A: You may like this method. Note
$$ \lim_{n\to\infty} n(x^{\frac{1}{n}}-1)=\ln x, \text{ for }x>0 $$
and hence, for $m\in\mathbb{N}$,
\begin{eqnarray}
\int_0^1\frac{x^m-1}{\ln x}dx&=&\int_0^1\sum_{i=0}^{m-1}\frac{x^i(x-1)}{\ln x}dx\\
&=&\int_0^1\sum_{i=0}^{m-1}\lim_{n\to\infty}\frac{x^i(x-1)}{n(x^{\frac{1}{n}}-1)}dx\\
&=&\lim_{n\to\infty}\sum_{i=0}^{m-1}\int_0^1\frac{x^i(x-1)}{n(x^{\frac{1}{n}}-1)}dx\\
&=&\lim_{n\to\infty}\frac{1}{n}\sum_{i=0}^{m-1}\int_0^1x^i\sum_{k=0}^{n-1}x^{\frac{k}{n}}dx\\
&=&\lim_{n\to\infty}\frac{1}{n}\sum_{i=0}^{m-1}\int_0^1\sum_{k=0}^{n-1}x^{\frac{k}{n}+i}dx\\
&=&\lim_{n\to\infty}\sum_{i=0}^{m-1}\frac{1}{n}\sum_{k=0}^{n-1}\frac{1}{\frac{k}{n}+i+1}\\
&=&\sum_{i=0}^{m-1}\int_0^1\frac{1}{x+i+1}dx\\
&=&\sum_{i=0}^{m-1}\ln\frac{i+2}{i+1}\\
&=&\ln(m+1).
\end{eqnarray}
So for $m=19$, we have
$$ \int_0^1\frac{x^{19}-1}{\ln x}dx=\ln20.$$
A: Let $x = e^{-y}$, we have
$$\int_0^1 \frac{x^{19} - 1}{\log x} dx = \int_0^\infty \frac{e^{-\color{blue}{1}y} - e^{-\color{orange}{20}y}}{y} dy$$
This is in the form of a Frullani's integral and one can read off the value of the integral as
$$( \color{red}{1} - \color{green}{0} )\log\left(\frac{\color{orange}{20}}{\color{blue}{1}}\right) = \log 20
\quad\text{ since }\quad e^{-y} = \begin{cases}\color{red}{1}, &y = 0\\ \color{green}{0}, & y \to \infty\end{cases}$$
If you really need to perform the integral yourself without using Frullani's integral directly, I'll recommend you look at answers of this question and learn the various proof there. 

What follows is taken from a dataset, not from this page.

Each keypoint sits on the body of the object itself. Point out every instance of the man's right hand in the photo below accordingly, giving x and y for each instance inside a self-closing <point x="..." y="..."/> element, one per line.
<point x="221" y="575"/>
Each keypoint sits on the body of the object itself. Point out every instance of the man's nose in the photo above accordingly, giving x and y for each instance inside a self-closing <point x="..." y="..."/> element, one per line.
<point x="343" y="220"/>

A good exercise is translate the proof there to your particular case. This will get you familiar with the steps that need to evaluate this sort of integral.
A: Hint: Substitute $\ln x=t$. Use integration by parts formula.